Il était venu de Paris à la demande de Brissot et il n’allait pas s’en laisser compter au fin fond de cette Province. Le nouveau groupe qui entourait Brissot à l’Assemblée voulait faire justice. Ceux que l’on nommait les brissotins n’avaient pas apprécié la fuite du roi, de sa famille et encore moins ses conséquences. La déclaration de Pillnitz qui coalisait les ennemis de la révolution avait amené la Constituante à réagir au plus vite et à chercher tous ses ennemis sur son sol. Elle voulait démasquer et frapper les traîtres. Il était là, car le Comte de Provence, lui aussi de son côté, avait quitté Paris ainsi que la France, du moins, le supposait-on. Il ne savait par quelle source, mais les espions de Brissot avaient su que la comtesse de Balbi avait organisé la fuite du frère du roi et cela avec la complicité du vicomte de Vielcastel. Ces soupçons étaient fondés, le Comte, son épouse et leurs maîtresses respectives étaient partis pour Coblence. Comme on ne savait pas où était le vicomte de Vielcastel et que l’on n’était pas sûr qu’il ait suivi les fuyards, il avait été chargé de trouver tous les éléments probants dans un sens ou dans un autre. Il le savait parti depuis longtemps de son hôtel versaillais, il avait choisi ce château des bords de la Gironde propice aux départs à l’immigration. Il avait eu d’autant le choix facile qu’avec un louis un voisin avait raconté tout ce qu’il désirait savoir.
Lorsqu’il entra dans la pièce, prêt à démontrer son autorité, il perdit de sa superbe. Dans un grand lit, une femme, qui avait sans nul doute était belle, était appuyée sur des coussins qui lui servaient visiblement plus de cales que de dossiers. Elle était exsangue, le teint cadavérique, même la mise en beauté de sa chambrière ne pouvait cacher les yeux caves, les lèvres blanchâtres et sèches. Il ne put s’empêcher d’espérer qu’elle ne fût pas contagieuse. Il prit sur lui et s’approcha raisonnablement du lit. « – Bonjour citoyenne, je viens pour rencontrer le citoyen Vielcastel. »

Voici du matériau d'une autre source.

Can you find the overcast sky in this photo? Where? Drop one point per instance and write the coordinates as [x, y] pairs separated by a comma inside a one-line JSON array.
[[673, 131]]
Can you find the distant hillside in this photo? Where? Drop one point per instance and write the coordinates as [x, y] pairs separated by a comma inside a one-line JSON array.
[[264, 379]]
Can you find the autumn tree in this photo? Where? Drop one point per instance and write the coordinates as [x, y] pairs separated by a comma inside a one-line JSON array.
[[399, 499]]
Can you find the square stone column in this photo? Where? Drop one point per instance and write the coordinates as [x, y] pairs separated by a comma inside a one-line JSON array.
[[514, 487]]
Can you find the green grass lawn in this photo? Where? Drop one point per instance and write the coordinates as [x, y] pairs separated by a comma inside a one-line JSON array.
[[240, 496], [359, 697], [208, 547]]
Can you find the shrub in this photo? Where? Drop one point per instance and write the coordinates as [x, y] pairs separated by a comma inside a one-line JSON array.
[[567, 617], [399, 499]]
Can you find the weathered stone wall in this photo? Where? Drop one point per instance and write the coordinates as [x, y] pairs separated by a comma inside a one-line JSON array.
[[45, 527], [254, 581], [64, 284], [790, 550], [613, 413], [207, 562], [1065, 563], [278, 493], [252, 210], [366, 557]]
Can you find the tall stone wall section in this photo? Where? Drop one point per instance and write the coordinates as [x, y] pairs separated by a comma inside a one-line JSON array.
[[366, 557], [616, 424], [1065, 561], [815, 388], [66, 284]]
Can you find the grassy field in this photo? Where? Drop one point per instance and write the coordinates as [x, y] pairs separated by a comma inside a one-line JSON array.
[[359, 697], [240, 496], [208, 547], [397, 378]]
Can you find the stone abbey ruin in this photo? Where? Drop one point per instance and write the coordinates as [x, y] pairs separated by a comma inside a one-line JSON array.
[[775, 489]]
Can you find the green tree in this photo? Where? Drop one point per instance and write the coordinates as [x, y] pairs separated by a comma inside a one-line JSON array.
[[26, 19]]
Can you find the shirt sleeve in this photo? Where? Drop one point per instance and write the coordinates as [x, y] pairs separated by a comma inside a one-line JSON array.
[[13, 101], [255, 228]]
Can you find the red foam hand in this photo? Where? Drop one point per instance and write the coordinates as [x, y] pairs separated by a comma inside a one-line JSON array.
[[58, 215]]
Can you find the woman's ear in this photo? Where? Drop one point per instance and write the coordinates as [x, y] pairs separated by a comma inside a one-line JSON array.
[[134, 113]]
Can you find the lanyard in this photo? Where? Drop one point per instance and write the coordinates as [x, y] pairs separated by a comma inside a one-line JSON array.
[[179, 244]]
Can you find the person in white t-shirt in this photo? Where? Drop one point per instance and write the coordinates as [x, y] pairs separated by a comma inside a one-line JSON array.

Jeanne-Louise fixa l’homme, avec un regard vague. Qui s’adressait à elle ? Qu’est ce qu’il lui contait là ? Elle ne douta pas un instant qu’il savait pour Horace, alors pourquoi venir jusqu’ici ? Prenant sur elle, rassemblant ses forces, elle lui grimaça un sourire de politesse. « — Il n’est pas ici, il m’a accompagné il y a un peu plus d’un an, puis il a été rappelé contre toute attente à son service…
— Auprès du comte de Provence ?
— Il n’en a pas d’autres que je sache.
— Je suppose que vous avez eu de ses nouvelles régulièrement ?
— Aucune monsieur. Je sais que cela est impensable, mais il n’a même pas su ce qui me mène au trépas. À croire qu’il m’a oublié, à moins que mes lettres n’aient pas atteint leurs destinations.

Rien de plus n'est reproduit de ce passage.